Along with the creole southern cooking, this is the most quickly noticeable distinguishing factor of the city. The French Quarter’s buildings, homes, and shops are unlike anything in the U.S., taking you quickly from a regular urban downtown to dozens of blocks of Spanish and French architecture. Everything’s lit with real gas lamps, signs are often hand-made, and there are no outdoor screens or ads. Stretching beyond the French quarter, the Garden district and Uptown/Carrollton areas are filled with historical homes draped in overgrown trees and flowers. Walking the quiet streets in the Garden district was some of the most peaceful parts of our vacation.

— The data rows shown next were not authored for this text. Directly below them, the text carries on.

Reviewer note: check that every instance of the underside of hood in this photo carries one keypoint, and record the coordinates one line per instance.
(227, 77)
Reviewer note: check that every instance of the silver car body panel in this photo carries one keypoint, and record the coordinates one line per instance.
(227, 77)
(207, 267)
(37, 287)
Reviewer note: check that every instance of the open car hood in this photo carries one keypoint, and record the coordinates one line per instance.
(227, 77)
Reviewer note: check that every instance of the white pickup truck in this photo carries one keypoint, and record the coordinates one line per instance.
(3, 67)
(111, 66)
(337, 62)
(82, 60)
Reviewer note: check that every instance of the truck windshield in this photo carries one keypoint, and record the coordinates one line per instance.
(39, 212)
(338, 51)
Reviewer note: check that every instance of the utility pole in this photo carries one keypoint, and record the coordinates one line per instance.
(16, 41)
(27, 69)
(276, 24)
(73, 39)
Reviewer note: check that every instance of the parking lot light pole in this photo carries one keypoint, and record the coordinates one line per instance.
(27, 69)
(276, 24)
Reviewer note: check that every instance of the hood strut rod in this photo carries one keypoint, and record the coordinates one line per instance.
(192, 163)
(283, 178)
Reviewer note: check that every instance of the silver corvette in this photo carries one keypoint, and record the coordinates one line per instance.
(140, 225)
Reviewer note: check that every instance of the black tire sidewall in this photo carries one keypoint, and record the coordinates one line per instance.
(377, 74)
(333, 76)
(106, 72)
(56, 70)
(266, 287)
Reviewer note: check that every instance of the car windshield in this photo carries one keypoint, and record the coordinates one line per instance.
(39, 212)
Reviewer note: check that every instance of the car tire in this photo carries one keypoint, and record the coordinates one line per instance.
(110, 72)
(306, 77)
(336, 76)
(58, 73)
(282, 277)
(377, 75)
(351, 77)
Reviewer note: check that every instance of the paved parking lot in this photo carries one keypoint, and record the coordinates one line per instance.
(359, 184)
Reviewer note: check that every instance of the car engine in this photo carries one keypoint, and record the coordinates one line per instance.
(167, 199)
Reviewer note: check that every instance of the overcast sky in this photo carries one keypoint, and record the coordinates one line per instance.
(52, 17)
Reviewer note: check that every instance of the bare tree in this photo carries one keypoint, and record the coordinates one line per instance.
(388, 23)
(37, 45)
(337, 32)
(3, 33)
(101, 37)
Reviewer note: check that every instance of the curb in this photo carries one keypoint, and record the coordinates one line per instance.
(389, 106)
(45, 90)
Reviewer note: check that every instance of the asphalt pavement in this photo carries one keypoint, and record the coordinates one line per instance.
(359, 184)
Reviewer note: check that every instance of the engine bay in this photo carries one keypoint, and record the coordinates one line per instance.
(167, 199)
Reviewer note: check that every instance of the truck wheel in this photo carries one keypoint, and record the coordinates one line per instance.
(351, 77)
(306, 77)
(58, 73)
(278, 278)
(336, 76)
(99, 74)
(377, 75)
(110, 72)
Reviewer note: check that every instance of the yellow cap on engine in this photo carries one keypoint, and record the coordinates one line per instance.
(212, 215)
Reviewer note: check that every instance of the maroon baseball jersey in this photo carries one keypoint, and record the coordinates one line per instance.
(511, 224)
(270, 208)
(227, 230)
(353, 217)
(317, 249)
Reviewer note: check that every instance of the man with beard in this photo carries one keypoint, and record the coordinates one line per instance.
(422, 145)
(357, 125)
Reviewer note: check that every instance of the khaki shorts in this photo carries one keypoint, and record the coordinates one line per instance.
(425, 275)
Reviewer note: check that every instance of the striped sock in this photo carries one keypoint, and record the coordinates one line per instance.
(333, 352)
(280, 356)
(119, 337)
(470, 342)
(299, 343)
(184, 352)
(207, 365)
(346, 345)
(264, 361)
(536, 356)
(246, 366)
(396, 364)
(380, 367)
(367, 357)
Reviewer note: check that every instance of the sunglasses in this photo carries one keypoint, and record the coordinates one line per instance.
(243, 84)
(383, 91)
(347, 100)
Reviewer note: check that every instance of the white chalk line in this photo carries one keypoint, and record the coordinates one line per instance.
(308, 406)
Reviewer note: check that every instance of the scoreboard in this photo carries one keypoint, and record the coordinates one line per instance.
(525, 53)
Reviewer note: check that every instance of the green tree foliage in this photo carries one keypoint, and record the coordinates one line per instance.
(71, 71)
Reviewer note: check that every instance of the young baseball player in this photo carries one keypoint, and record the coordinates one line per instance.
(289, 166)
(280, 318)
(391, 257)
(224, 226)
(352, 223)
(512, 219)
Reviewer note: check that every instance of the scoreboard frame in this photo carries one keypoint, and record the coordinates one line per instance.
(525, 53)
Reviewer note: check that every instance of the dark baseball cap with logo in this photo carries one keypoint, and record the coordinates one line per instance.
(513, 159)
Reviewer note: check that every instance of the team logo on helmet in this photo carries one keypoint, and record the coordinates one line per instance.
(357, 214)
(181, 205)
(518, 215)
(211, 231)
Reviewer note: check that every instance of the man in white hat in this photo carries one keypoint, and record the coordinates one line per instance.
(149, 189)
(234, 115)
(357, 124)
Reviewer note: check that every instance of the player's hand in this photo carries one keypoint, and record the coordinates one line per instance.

Beyond the architecture that clearly dates the place, you learn how much really is original to New Orleans — and not many other cities can actually say that. The mix of the slave trade with the existing settlers truly created new culture, trade, food and drink, and music. Many other U.S. cities have historical roots but are obviously just blends of the countries or people that came there. New Orleans can say it invented things like Jazz music, the Sazerac and other cocktails, pharmacies (originally prescribing alcohol), movie theaters, and much more. This is a testament to a truly unique blend of European and African societies to create something brand new.
It’s hard to explain, but this city is just more slow-paced and chill than other famous U.S. destinations (New York, Chicago, etc.). We did not come with a mapped-out week or specific plans, and it worked out just fine. There’s plenty of nightlife with live jazz music and bars, but there’s nothing fast-paced about it. The French Quarter streets are too narrow to feel heavily trafficked, and the surrounding neighborhoods just feel like neighborhoods. Terms like “hustle and bustle” are nonexistent, so it’s a great place to explore, ask questions, and figure out where you want to go on the fly.
- Bourbon Street stench.
Let’s face it: Bourbon Street (not named after the whiskey, by the way) smells terrible. Whether it’s the previous night’s vomit, pee, or a sewage issue, the famous Mardi Gras / tourist location isn’t the nicest to visit unless you’re looking for the touristy trashy bar scene and some strip clubs. We basically avoided this one quick day visit and didn’t seem to miss much — one block down (Royal St.) was one of our favorite, most frequented streets.
- Heat and humidity.
It’s not like you can get around it, but New Orleans is generally hot and humid. Visiting in late September temperatures were in the 80s, but with the sun always out, we seemed to be constantly sweating until we found shaded cover. October may have been slightly cooler, but many locals told us it was far better than the 100-degree heat of July and August.
- What to do?
This might sound funny in a culturally rich city, but New Orleans is so well known for its food and music, that after a couple days walking through the French Quarter shops, we found ourselves wondering what to do between lunch and dinner. There are bars everywhere, so there’s always that, but in an effort to save some money (and our livers), we wanted to see and do more than just eat and drink all hours of the day. Sometimes this proved to be a challenge, although the National World War II Museum, the Adubon Zoo, and walking through the Garden District were great solutions.
Someday we hope to make it back. To tide us over, we brought back about 20 oz. of creole seasoning for Anna to try her hand at classic NOLA dishes at home.